Exhibit 10.1
NINTH AMENDMENT
TO RECEIVABLES PURCHASE AGREEMENT
THIS NINTH
AMENDMENT TO RECEIVABLES PURCHASE AGREEMENT, dated
as of September 18, 2007 (this “Amendment” ), is by and
among Edwards Lifesciences Financing LLC, a Delaware limited
liability company ( “Seller” ), Edwards
Lifesciences LLC, a Delaware limited liability company (
“Servicer” ),
Variable Funding Capital Company LLC, a Delaware limited liability
company ( “VFCC” ) as assignee of
Blue Ridge Asset Funding Corporation, the liquidity banks from time
to time party to the Liquidity Agreement (the “Liquidity Banks;” together
with VFCC, the “Purchasers” ) and Wachovia
Bank, National Association, as agent for the Purchasers (the
“Agent” ), and
pertains to the Receivables Purchase Agreement dated as of December
21, 2000 amongst the parties hereto (as heretofore and hereby
amended, the “Purchase
Agreement” ).
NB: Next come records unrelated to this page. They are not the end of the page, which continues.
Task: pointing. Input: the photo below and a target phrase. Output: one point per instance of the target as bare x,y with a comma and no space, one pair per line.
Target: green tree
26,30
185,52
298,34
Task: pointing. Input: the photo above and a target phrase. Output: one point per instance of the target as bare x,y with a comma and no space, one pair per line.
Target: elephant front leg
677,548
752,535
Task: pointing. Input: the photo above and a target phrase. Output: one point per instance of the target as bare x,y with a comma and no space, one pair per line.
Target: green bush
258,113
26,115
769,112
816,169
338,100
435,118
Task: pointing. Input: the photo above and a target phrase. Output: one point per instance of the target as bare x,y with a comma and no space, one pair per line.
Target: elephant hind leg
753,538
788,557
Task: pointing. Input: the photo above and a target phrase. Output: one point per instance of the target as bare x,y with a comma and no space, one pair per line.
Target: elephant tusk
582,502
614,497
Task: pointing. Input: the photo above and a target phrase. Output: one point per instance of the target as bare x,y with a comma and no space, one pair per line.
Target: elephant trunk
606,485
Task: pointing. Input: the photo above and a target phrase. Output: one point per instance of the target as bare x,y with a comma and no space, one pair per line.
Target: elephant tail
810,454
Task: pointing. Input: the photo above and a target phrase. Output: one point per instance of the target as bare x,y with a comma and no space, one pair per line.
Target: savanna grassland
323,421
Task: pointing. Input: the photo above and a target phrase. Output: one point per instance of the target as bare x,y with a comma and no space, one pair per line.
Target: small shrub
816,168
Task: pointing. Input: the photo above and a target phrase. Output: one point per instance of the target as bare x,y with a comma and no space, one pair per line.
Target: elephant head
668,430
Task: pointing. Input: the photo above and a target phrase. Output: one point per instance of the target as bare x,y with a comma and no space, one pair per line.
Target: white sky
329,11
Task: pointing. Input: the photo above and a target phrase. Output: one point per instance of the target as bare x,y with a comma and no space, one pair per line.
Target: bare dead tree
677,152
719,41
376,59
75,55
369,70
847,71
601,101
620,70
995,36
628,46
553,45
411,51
Unless otherwise defined in this Amendment
capitalized terms used herein shall have the meanings assigned to
such terms in the Purchase Agreement.
PRELIMINARY
STATEMENTS
WHEREAS,
the Seller wishes to make certain amendments to the Purchase
Agreement; and
WHEREAS,
the Agent and the Purchasers are willing to agree to such
amendments.
NOW,
THEREFORE, in consideration of the foregoing
premises and the mutual agreements herein contained and other good
and valuable consideration, the receipt and adequacy of which are
hereby acknowledged, the parties hereto agree as follows:
1.
Amendments . The Purchase Agreement is hereby amended
as follows:
(a)
The definition of “Liquidity
Termination Date” set forth in Exhibit I to the
Purchase Agreement is hereby amended and restated in its entirety
to read as follows:
“Liquidity
Termination Date” means the earlier to occur
of (a) September 16, 2008, and (b) the date on which a Downgrading
Event with respect to a Liquidity Bank shall have occurred and been
continuing for not less than 45 days, and either (i) the Downgraded
Liquidity Bank shall not have been replaced by an Eligible Assignee
pursuant to the Liquidity Agreement or (ii) the Liquidity
Commitment of such Downgraded Liquidity Bank shall not have been
funded or collateralized in such a manner that will avoid a
reduction in or withdrawal of the credit rating applied to the
Commercial Paper to which such Liquidity Agreement applies by any
of the rating agencies then rating such Commercial Paper.